Nun, wenn man ehrlich ist, werden gar nicht die eigenen Besitztümer gerettet, sondern die auf dem Rettungsweg ausliegenden Güter aufgeklaubt. Die Verbindung von der Stadt zum Festland wird zu Beginn aufwändig aus Plättchen ausgelegt. Die Spieler sammeln diese durch die Bewegung ihrer Figuren sukzessive ein. Sieben unterschiedliche Gegenstände mit sieben unterschiedlichen Werten von eins bis fünf sind im Angebot, Karten mit deren Abbildungen sorgen fürs Vorankommen. Für eine ausgespielte Karte wird eine beliebige eigene Figur auf das entsprechende nächste Feld gezogen. Da ein Zug nur auf einem leeren Feld beendet werden darf, müssen womöglich weitere Karten zur Bewegung verwendet werden, bis diese Bedingung erfüllt ist. Aufsammeln darf dieser Spieler nun den Gegenstand hinter der gerade gezogenen Figur. Klar, dass jeder versucht, die wertvollen 6er und 7er Plättchen abzugreifen! Nur leider gibt die eigene Kartenhand nicht immer den gewünschten Zug her.

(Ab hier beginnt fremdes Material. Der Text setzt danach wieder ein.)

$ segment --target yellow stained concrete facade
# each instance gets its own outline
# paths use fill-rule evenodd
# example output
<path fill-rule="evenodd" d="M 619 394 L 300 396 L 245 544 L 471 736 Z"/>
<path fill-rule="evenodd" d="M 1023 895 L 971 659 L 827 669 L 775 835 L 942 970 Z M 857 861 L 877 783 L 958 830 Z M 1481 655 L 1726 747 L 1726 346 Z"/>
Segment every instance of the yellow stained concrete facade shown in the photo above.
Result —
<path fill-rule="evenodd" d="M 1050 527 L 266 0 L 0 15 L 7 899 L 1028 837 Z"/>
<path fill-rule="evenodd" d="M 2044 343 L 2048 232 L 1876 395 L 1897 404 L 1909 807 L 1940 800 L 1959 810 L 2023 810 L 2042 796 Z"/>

Auf diese Weise entstehen schon bald die ersten Löcher. Noch nicht direkt zu Beginn, denn zunächst liegen immer zwei Plättchen übereinander. Doch schon bald strömt ein kleiner Atlanti über den Fluchtweg. Immer größer werden im Laufe des Spiels die Fluten. Und ab jetzt wird’s heikel – und womöglich teuer. Denn das Überwinden von Wasser kostet. Der kleinere Plättchenwert am Wasserrand bestimmt den Preis. Wer mit seinen Figuren schon weiter vorn ist, lässt gerne teure Lücken zurück. Denn zu bezahlen ist entweder mit Karten oder mit früher eingesammelten Gegenständen – beides zählt am Ende des Spiels auch als Siegpunkte. Zum Glück hat jeder eine Brücke, die einmalig bei großer Geldnot errichtet werden darf und von nun an für die Überquerung eines Atlantis einen kostenlosen Übergang erlaubt.
Wer mit einer Figur das rettende Festland erreicht, erhält von nun an mehr Kartennachschub. Sobald ein Spieler alle Figuren ans Ufer gezogen hat, endet das Spiel. Alle anderen müssen nun noch die Atlanti-Überquerungen ihrer verbleibenden Figuren bezahlen. Das kann mächtig teuer werden!
Um einen guten Zug zu finden, bedarf es zweierlei: Zum einen scharfes Hinsehen. Wohin gelange ich mit welcher Kombination aus Karte und Figur? Eine kurze Überlegung zum Folgezug kann auch nicht schaden. Das eine oder andere Gähnen der wartenden Mitfliehenden mag man in dem Moment getrost überhören. Allerdings nur, um im nächsten Moment selbst mehr oder minder dezent ein Gähnen zu unterdrücken. Denn die Grübelphasen können sich etwas ziehen. Doch es lohnt sich, genau hinzusehen. Mit steigender Erfahrung erhält man mehr Überblick und sieht mehr Möglichkeiten. Der Spielreiz nimmt also mit weiteren Partien zu.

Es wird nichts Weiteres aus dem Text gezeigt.